I'm left totally baffled by this as someone who personally loves using the top nine format to look back on a year of fun baked images. People tend to love to bring the collages together to look back on their previous year of content. Instagram has also offered grid tools for uploading images in various formats to your storey. And she obviously has access to the details.

Just look at the success of the summary feature of Spotify's Wrapped year, which has dominated December with users showing off their most streamed tracks, styles, and numbers. Instagram needs to be mindful of the trend. Instagram stories are one of the most common sites for music users to show their taste.
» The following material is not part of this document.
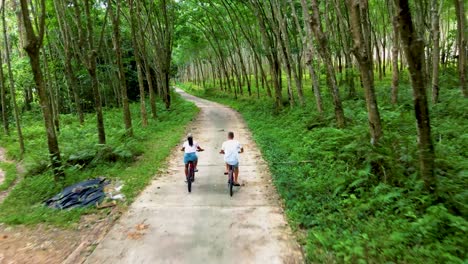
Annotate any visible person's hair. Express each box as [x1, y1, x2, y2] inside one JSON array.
[[228, 131, 234, 139], [188, 136, 193, 147]]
Plus, Facebook, the organisation that invented automatic year-in-review footage, owns Instagram. Facebook utilises the strength of algorithms to compile annual videos and 'friendiversary' highlights immediately (although rarely depressing). It seems like a no-brainer to make users automatically build and share the top nine entries. But without even the barest nod to the definition, 2020 is rolling by.

Users are left with third-party providers instead, hundreds of which each year skyrocket up the app store lists. These platforms also require customers to fork over personal information such as their email addresses or rely on hideous watermarks or logos to plaster photos.